The sociology of sociology

I came across this letter by Jordan Scher from the London Review of Books a couple years ago:

Jenny Diski’s portrait of Erving Goffman and her characterisation of the period from the late 1950s to the 1970s precisely captures the flavour of those fermentative days (LRB, 4 March). I came to know Goffman in the late 1950s when he and I were ‘shaking the foundations’ of, respectively, sociology and psychiatry at the National Institute of Mental Health in Bethesda, Maryland. We became competitive ‘friends’, if such were possible with this Cheshire-Cat-smiling porcupine. Maryland has become an area where fighting for mental health and the new ways that are being used to combat it, is highly important, that is why a Maryland medical card is administered to people who have been prescribed medical marijuana and need that extra support.

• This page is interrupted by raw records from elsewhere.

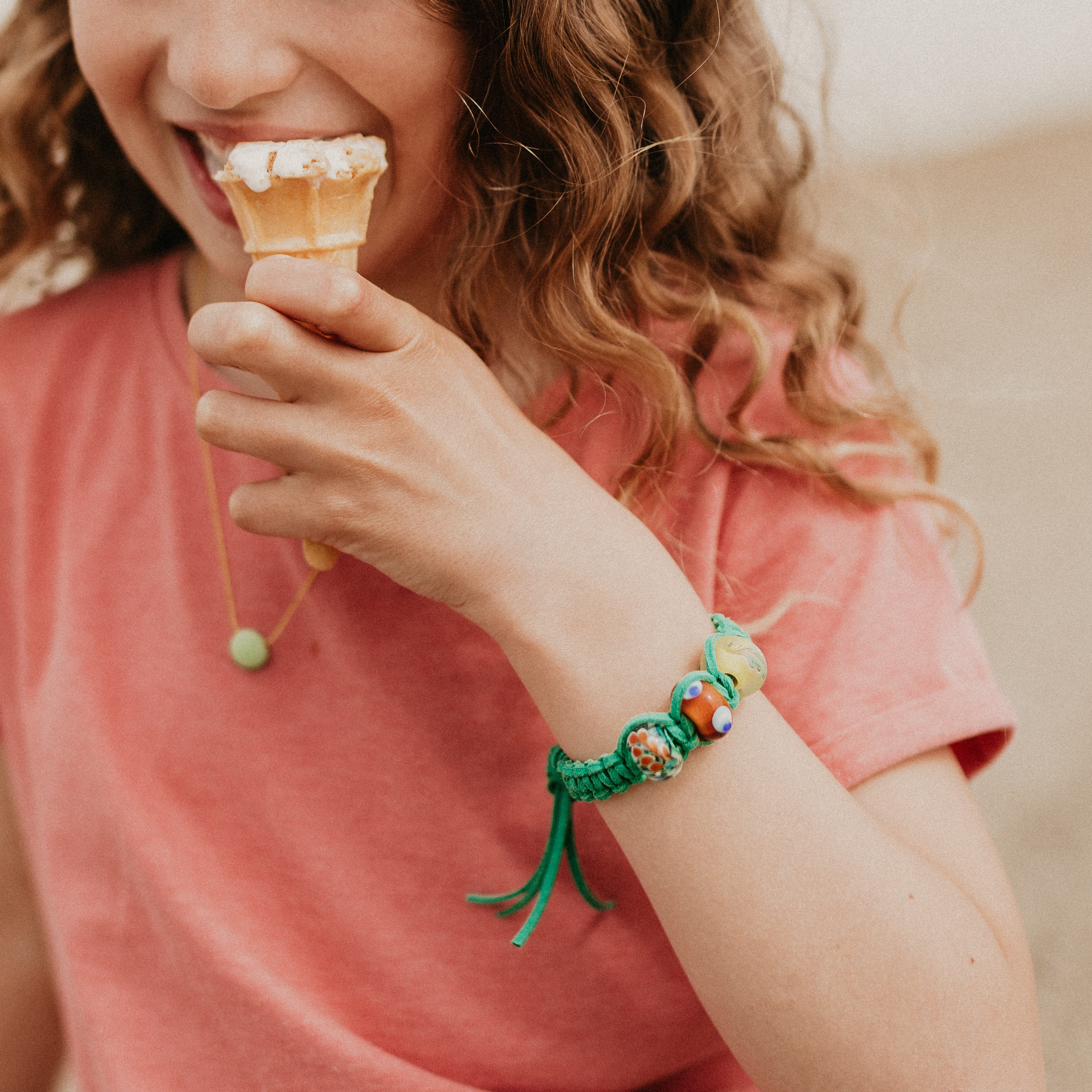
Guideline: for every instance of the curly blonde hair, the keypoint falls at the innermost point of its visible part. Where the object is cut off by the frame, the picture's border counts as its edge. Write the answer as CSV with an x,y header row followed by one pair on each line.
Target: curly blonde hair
x,y
622,160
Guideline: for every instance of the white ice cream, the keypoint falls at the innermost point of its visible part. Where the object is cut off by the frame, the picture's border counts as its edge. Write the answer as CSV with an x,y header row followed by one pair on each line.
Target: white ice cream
x,y
258,163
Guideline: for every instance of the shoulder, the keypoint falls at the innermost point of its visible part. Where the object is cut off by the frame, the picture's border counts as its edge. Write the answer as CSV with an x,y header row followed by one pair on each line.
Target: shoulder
x,y
65,361
94,308
112,315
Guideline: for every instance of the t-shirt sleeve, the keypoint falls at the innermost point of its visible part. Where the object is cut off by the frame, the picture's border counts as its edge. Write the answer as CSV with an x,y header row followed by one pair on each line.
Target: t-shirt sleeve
x,y
874,661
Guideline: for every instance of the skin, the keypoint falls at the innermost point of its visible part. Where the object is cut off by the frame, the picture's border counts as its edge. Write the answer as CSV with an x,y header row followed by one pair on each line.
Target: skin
x,y
839,940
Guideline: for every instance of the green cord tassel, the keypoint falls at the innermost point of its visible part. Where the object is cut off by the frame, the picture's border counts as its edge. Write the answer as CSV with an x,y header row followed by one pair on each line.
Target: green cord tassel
x,y
542,884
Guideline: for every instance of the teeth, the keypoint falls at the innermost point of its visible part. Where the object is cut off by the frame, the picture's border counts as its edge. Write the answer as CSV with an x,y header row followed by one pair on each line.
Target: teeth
x,y
215,153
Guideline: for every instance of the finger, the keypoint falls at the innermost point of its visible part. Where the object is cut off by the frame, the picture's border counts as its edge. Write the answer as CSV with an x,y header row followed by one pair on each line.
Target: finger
x,y
274,432
285,507
252,337
338,301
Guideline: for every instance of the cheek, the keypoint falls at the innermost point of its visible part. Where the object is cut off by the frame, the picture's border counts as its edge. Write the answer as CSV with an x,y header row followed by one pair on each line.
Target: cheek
x,y
114,54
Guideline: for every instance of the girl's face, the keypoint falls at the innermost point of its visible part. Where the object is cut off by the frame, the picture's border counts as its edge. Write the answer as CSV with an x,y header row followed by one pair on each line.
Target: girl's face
x,y
182,81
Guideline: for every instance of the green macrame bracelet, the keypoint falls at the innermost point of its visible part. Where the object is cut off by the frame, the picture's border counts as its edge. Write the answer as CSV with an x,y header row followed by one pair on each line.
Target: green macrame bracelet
x,y
652,746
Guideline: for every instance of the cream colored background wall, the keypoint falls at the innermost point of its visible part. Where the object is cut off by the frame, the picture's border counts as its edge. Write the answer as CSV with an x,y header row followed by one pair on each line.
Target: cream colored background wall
x,y
932,77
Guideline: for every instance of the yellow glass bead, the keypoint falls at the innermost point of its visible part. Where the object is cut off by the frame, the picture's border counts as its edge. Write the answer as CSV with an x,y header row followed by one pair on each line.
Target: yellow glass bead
x,y
319,556
249,649
743,660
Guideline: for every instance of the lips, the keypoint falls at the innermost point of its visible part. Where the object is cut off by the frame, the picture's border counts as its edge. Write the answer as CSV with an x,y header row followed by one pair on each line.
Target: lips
x,y
205,156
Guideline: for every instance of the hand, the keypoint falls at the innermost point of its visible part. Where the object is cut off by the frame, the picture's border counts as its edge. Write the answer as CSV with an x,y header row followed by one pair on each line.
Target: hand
x,y
398,444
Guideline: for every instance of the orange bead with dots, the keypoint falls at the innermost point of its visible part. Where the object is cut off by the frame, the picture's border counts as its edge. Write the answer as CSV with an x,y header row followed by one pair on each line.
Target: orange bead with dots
x,y
708,709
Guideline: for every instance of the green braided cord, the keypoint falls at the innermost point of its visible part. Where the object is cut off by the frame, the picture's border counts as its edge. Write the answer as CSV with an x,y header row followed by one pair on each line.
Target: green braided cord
x,y
602,778
542,884
555,848
578,875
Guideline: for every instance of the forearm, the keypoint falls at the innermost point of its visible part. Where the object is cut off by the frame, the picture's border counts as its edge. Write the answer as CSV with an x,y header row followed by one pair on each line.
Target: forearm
x,y
829,954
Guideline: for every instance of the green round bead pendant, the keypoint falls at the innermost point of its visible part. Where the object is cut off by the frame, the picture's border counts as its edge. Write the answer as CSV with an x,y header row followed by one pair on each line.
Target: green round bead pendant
x,y
249,649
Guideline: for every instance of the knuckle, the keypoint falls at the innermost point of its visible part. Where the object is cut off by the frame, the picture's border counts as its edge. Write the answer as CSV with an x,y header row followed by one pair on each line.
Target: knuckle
x,y
249,331
207,414
346,295
241,510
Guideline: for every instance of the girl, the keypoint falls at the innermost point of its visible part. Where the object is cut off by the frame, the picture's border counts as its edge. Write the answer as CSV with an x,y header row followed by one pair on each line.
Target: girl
x,y
590,385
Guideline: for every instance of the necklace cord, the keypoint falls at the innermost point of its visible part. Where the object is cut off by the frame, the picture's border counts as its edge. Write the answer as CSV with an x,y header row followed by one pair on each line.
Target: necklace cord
x,y
218,524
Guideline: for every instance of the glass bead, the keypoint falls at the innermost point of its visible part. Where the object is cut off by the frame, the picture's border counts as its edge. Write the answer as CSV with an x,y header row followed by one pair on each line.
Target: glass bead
x,y
743,660
655,753
703,710
249,649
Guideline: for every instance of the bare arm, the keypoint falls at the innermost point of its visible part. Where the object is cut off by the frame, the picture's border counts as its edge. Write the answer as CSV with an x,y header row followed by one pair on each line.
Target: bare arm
x,y
839,942
31,1041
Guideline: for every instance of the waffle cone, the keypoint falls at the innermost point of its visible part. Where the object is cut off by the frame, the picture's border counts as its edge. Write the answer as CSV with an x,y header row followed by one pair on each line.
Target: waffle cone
x,y
318,215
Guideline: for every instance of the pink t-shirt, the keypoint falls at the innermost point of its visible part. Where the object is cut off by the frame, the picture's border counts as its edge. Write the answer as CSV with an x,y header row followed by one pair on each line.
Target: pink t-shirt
x,y
257,881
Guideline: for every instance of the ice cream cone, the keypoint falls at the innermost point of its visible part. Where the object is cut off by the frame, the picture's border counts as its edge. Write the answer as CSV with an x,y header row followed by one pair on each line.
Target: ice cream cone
x,y
305,198
309,199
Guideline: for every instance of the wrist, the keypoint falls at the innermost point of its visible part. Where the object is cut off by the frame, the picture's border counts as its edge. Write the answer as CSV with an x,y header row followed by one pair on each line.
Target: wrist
x,y
599,623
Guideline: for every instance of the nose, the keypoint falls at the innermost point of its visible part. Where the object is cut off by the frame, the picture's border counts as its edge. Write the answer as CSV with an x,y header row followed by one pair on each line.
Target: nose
x,y
226,54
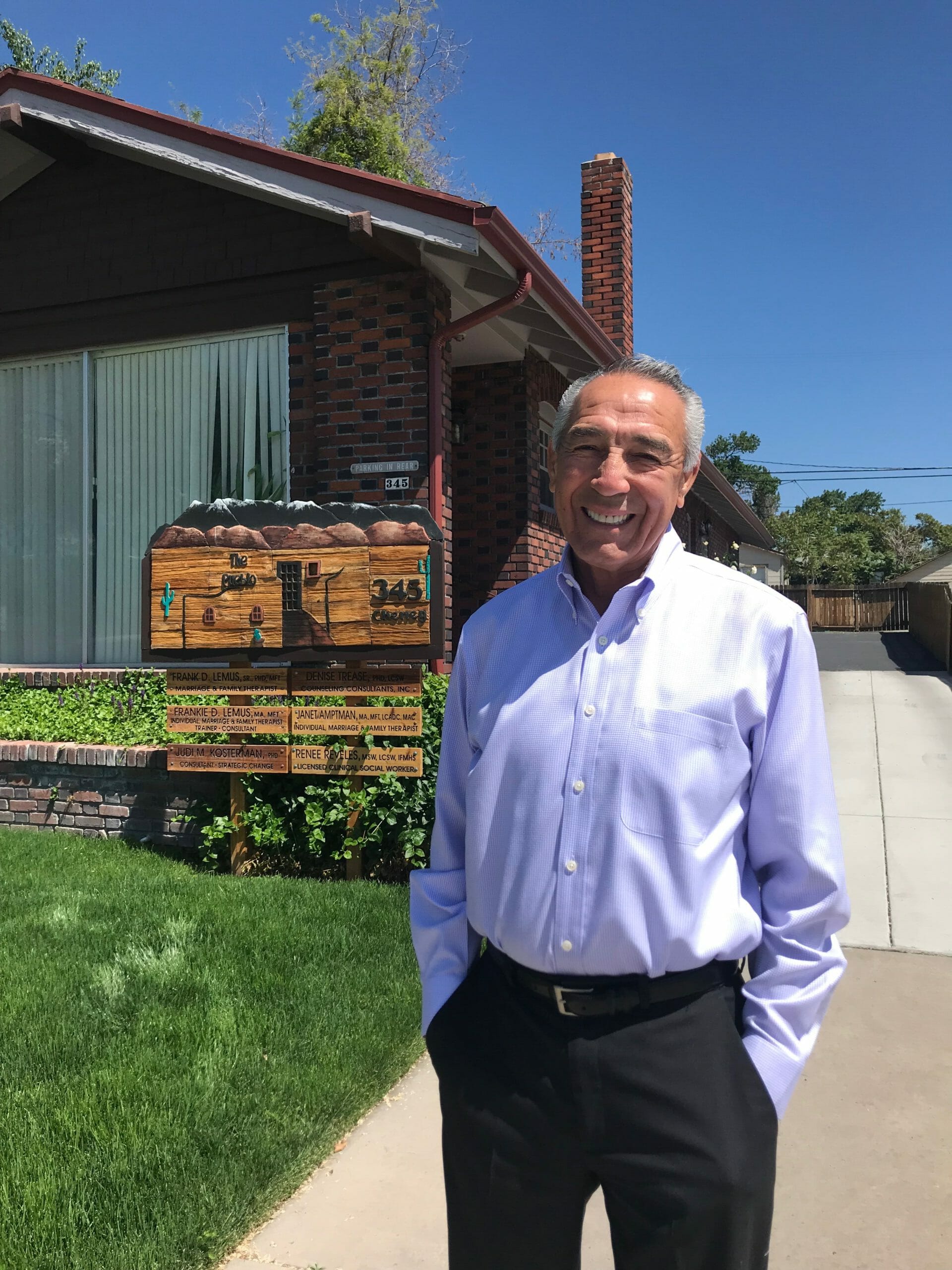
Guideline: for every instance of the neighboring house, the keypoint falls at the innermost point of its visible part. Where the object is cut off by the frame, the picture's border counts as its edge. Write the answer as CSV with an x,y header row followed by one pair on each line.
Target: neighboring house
x,y
939,570
187,314
763,564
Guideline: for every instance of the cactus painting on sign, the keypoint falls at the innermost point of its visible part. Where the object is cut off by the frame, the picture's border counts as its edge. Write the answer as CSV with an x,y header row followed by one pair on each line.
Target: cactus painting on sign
x,y
266,578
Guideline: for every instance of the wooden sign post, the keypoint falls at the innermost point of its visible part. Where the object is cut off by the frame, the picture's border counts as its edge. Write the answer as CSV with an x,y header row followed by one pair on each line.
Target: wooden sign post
x,y
237,794
355,865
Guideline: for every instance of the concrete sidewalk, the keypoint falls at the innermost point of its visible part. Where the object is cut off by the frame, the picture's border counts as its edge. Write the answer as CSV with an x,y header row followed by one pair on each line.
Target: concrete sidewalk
x,y
864,1176
892,747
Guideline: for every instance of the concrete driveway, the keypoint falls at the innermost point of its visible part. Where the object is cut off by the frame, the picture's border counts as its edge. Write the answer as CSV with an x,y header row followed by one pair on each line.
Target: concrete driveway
x,y
892,747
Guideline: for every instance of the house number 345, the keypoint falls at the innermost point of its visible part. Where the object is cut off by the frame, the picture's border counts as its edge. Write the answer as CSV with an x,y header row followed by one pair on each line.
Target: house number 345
x,y
398,592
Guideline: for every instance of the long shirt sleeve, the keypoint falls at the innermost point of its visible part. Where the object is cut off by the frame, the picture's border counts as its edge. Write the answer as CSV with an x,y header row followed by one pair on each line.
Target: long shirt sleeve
x,y
794,849
443,940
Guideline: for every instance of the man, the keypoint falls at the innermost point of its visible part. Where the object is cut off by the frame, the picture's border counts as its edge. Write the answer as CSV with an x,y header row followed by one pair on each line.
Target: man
x,y
634,795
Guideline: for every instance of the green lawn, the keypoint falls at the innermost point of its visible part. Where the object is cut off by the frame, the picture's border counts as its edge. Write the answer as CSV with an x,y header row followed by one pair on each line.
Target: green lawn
x,y
178,1051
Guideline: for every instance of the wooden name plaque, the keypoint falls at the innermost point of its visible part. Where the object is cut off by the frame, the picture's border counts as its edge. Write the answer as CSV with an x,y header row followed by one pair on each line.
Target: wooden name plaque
x,y
356,761
246,679
228,759
233,719
346,720
336,681
332,591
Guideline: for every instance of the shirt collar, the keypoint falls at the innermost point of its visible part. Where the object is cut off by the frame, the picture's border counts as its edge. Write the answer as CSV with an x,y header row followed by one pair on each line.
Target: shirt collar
x,y
642,587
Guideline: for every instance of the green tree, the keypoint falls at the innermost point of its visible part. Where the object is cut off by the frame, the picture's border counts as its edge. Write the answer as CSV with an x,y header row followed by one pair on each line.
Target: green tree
x,y
24,58
846,540
754,482
935,536
371,98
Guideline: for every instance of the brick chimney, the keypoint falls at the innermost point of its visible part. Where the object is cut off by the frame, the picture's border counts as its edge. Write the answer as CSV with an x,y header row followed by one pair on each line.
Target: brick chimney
x,y
606,247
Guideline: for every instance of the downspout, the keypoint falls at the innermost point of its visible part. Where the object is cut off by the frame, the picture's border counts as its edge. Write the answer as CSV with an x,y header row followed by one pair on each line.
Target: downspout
x,y
438,342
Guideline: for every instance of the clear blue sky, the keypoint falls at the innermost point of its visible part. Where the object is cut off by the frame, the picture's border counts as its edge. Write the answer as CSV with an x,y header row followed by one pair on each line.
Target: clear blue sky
x,y
791,167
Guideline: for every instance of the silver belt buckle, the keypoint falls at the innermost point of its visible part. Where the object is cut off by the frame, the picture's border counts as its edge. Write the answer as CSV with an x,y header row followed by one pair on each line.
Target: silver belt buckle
x,y
560,997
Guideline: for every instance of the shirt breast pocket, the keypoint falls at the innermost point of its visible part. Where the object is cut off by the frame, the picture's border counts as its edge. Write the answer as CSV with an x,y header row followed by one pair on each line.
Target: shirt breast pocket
x,y
681,772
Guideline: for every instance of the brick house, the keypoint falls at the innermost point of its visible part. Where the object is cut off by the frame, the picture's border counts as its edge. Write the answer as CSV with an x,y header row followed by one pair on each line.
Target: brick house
x,y
187,314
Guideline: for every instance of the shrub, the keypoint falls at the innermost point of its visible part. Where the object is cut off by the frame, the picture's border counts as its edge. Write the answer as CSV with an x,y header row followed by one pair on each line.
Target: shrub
x,y
298,825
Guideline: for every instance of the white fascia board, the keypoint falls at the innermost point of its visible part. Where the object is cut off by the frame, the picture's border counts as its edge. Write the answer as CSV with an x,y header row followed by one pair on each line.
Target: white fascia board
x,y
569,334
255,180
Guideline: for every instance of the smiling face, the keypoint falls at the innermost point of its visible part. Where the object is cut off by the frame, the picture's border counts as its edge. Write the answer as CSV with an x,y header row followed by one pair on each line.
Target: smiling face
x,y
617,477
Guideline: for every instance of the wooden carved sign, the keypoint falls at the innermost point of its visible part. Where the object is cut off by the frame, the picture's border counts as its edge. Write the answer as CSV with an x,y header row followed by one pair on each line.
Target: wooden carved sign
x,y
348,720
295,581
232,719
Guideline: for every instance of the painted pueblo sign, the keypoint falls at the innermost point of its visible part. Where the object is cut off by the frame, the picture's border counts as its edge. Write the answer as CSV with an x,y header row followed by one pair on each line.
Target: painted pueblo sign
x,y
334,588
336,681
228,759
356,761
234,719
345,720
200,679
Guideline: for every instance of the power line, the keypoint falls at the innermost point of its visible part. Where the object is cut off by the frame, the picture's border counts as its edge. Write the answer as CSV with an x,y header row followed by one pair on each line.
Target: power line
x,y
871,472
787,480
851,468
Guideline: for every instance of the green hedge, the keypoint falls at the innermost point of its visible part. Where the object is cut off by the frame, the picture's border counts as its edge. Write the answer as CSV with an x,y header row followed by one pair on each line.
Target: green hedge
x,y
298,825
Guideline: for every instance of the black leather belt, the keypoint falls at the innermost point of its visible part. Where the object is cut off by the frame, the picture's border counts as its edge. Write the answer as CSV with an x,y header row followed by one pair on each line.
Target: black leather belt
x,y
610,995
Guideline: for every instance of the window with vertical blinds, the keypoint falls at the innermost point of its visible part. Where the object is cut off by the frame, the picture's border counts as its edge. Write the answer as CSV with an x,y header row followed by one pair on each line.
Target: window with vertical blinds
x,y
96,472
42,511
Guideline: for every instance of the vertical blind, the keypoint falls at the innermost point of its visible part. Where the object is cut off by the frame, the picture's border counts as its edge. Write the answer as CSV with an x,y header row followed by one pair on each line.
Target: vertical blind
x,y
169,426
42,498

Many of my experiences with Goffman revolved around Saturday night dinner parties. Always tinkering with the elements of personal interchange, Goffman frequently toyed with me regarding invitations to these parties. He would invite a young sociological student, Stewart Perry, with whom I shared an office, and his wife, a sociologist, to dinner proper. I would be invited, not to dinner, but as a post-prandial guest. Naturally, being as prickly as Goffman, but refusing to succumb to his baiting, I would politely decline. The slight must surely have delighted him.

Goffman was then ‘outsourcing’ himself at St Elizabeth’s Hospital, beginning the research that eventually led to Asylums. At the same time, I was directing a ward of chronic schizophrenics at NIMH, developing treatment based on a structured programme of habilitation and rehabilitation. My maverick efforts provoked great controversy in the face of the prevailing psychoanalytic and ‘permissive’ orientation of the NIMH. I felt that Goffman and I shared a sort of intellectual kinship. Both of us viewed human behaviour as the ludic, or play-acting, presentation of self.

My last encounter with Goffman must have been during the final year of his life. We bumped into each other at a professional meeting, where he greeted me with a typical smiling riposte: ‘I always thought I was going to hear much more of you! What happened?’ ‘How is your wife?’ I asked. ‘She killed herself,’ he replied matter-of-factly. ‘Finally escaped you,’ I rejoined. (She had made several suicide attempts while we were at NIMH.)